What floored me was finding actual writing of Kelly's in an almost identical style: the 56-page Jerilderie Letter which apparently served as the inspiration for the book.

"I was compelled to shoot them, or lie down and let them shoot me it would be wilful murder if they packed our remains in, shattered into a mass of gore to Mansfield, they would have got great praise and credit as well as promotion but I am reconed a horrid brute because I had not been cowardly enough to lie down for them under such trying insults to my people certainly their wives and children are to be pitied but they must remember those men came into the bush with the intention of scattering of me and my brother all over the bush..." from Kelly's Jerilderie Letter (quoted in www.ironoutlaw.com)

The author as actor
Carey doesn't so much write about Ned Kelley as interpret him, much as an as actor might.

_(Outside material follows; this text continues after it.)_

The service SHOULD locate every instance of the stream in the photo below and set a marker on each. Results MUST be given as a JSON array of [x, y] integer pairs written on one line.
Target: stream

Carey does it through prose rather than speech, but the prose is almost audible.

Whatever one may think about THE TRUE HISTORY OF THE KELLY GANG as a work of literature, or indeed whether it is fiction at all, Carey has succeeded in performing the literary equivalent of cloning a dead human of the 19th century from a piece of DNA.

One man's freedom fighter
Good fiction should illuminate, if not explicitly educate, and so after one has enjoyed the story and marvelled at the technical mastery of the writing, one must also stop and ask whether this book is more than just a page-turning tale of Australian desperadoes.

Ned Kelly was and still is a controversial character. Needless to say, he comes off rather well here: sympathetic, honorable and loyal. Carey himself has called Ned Kelley not so much a Jesse james, but "Australia's Thomas Jefferson" (a claim which, to an American, seems rather far off the mark), and many Australians consider him a hero for battling colonial oppression and bigotry.

Maybe he was, but I found it hard, in light of the current "War on Terrorism", to read THE TRUE HISTORY OF THE KELLY GANG, and not recall the oft-repeated statement that "one man's terrorist is another man's freedom fighter" ... and vice-versa.

Which was Ned Kelley? I don't know. Does it matter? Sure, because the world looks awfully confusing right now, and it can be hard to know which are the good guys and which are the bad guys in several of the world's conflicts.

I personally find it curious to have an outlaw quite so high up in the national pantheon of heroes. He was certainly exciting and charismatic for people that didn't get much of either. But the truth is that he was at most only fighting for kith and kin -- he made no serious attempt to root out injustice in general.

I don't know what PETER CAREY had in mind. But Ned Kelley does not emerge from this book larger than life; on the contrary, one is left with a sense of a waste.

THE TRUE HISTORY OF THE KELLY GANG helps remind us how fine the line between good and evil can be, and how it can be difficult to know when one has crossed over.

Peter Gordon
22/10/2001

Peter Gordon is editor of The Asian Review of Books.

Views expressed by the reviewers are their own and do not necessarily reflect the views or policies of the publication.